The statutory declaration is done by yourself and signed in front of a lawyer, judge or other person authorised to sign a statutory declaration. The lawyer does not actually certify the contents of the statutory declaration as being correct but rather certifies that you are the person who signed the documents and that your signature is genuine (you sign it in front of the lawyer). The statutory declaration needs to be supported by evidence in the form of payslips, contracts, correspondence, etc in support of the claims that you are making in the statutory declaration.

Your previous colleagues can give you a reference on company letterhead (if you have worked for large companies, you only need to contact HR and they will issue the letter as most companies do not wilfully deny an ex-employee a reference), which would negate the need for a statutory declaration. If they are unable or prevented from doing so, then they may give you a detailed reference on plain paper and include their business card and/or contact details which can be used in the event that the contents of the reference needs to be verified. You can then include that reference as one of the supporting documents for your statutory declaration.

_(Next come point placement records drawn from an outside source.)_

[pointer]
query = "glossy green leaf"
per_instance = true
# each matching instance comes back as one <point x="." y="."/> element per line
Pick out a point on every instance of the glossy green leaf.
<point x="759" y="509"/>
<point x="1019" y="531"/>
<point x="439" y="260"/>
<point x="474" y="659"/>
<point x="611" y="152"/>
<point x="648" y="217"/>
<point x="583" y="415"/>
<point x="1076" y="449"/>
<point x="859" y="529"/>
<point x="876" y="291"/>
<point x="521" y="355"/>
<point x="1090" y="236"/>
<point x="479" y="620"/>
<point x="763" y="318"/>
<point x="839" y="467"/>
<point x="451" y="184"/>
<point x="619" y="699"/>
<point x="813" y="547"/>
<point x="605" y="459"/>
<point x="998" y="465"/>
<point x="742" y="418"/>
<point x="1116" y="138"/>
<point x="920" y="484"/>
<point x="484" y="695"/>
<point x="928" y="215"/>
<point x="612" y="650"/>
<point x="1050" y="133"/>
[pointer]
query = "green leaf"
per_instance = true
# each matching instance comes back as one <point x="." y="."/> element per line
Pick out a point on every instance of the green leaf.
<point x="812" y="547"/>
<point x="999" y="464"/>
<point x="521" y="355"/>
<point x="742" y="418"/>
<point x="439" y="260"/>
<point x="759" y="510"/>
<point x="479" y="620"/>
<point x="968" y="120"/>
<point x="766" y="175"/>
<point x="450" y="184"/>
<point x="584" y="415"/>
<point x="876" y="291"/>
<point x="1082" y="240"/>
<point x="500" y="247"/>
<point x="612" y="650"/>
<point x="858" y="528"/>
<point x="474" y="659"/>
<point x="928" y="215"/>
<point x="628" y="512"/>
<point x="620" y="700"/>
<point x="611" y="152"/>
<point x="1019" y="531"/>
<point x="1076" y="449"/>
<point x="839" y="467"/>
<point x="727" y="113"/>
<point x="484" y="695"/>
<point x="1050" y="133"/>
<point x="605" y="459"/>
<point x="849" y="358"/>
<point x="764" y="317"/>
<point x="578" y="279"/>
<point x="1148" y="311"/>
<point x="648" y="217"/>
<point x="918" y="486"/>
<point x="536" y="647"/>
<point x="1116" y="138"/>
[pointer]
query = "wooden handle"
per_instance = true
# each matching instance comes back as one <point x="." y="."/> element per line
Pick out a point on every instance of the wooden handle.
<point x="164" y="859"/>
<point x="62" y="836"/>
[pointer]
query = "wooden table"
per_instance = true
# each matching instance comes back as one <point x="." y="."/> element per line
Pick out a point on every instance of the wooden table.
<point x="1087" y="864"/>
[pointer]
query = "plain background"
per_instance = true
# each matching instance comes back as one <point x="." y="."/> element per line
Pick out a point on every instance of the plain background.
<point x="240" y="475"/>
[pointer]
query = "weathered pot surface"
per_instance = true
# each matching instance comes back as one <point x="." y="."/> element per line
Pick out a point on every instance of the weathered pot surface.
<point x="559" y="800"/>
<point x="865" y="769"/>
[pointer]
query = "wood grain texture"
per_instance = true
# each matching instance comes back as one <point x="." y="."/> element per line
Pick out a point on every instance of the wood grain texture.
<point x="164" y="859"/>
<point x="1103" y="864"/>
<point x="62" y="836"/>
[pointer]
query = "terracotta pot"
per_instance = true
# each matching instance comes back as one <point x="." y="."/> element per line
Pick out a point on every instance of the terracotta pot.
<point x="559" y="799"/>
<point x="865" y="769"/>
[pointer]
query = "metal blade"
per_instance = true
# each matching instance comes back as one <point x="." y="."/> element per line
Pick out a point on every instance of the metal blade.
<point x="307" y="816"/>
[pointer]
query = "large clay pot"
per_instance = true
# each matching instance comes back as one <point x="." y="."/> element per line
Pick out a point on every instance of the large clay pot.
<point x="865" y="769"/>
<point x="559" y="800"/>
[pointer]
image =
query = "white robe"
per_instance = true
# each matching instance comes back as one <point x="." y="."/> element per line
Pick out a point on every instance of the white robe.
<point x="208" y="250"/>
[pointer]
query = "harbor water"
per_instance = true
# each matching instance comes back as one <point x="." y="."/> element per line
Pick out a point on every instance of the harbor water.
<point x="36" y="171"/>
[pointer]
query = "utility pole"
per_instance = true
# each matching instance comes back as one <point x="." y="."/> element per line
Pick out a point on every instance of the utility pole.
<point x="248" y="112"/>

It is not common for an ex-colleague to offer a statutory declaration because without supporting evidence, which they would not have, it's not worth anything.


----------



## zav236 (Aug 5, 2012)

Maz25 said:


> The statutory declaration is done by yourself and signed in front of a lawyer, judge or other person authorised to sign a statutory declaration. The lawyer does not actually certify the contents of the statutory declaration as being correct but rather certifies that you are the person who signed the documents and that your signature is genuine (you sign it in front of the lawyer). The statutory declaration needs to be supported by evidence in the form of payslips, contracts, correspondence, etc in support of the claims that you are making in the statutory declaration.
> 
> Your previous colleagues can give you a reference on company letterhead (if you have worked for large companies, you only need to contact HR and they will issue the letter as most companies do not wilfully deny an ex-employee a reference), which would negate the need for a statutory declaration. If they are unable or prevented from doing so, then they may give you a detailed reference on plain paper and include their business card and/or contact details which can be used in the event that the contents of the reference needs to be verified. You can then include that reference as one of the supporting documents for your statutory declaration.
> 
> ...


Thanks a ton for your response.

The organizations I worked for nearly 10-12 years back, dont exist in the same form and it's kind of practically impossible to trace back the HR and ask them to look through records nearly a decade back.. 

I do however maintain professional relationship with my managers who have since become senior leaders in the IT function... They would out of our professional relationship will be willing to declare my role and skills during the period I worked for them. 

I am just wondering with me out here in Aus and these managers located in India and US in their day to day reality, what's required of them to help me ?

Do they have to sign the declaration and have it notarized or just a signature with their business cards would do. 

I have scoured the ACS site for any clues on these real world situation, I havent seen anything there... 

would appreciate further insight onto this. 

This is more than anything relevant to me considering that I have worked in many organizations earlier and some of them may not be inclined to give me a detailed experience letter out of the letter heads. What they would give me is a standard company designation with dates on the designation. These letters, I already have with me as I quit each of the organizations I had earlier worked for.

The kind of letter that's required is a high involvement exercise in drafting detailed work content, which most organizations are less likely to indulge esp. for one of their ex-employees.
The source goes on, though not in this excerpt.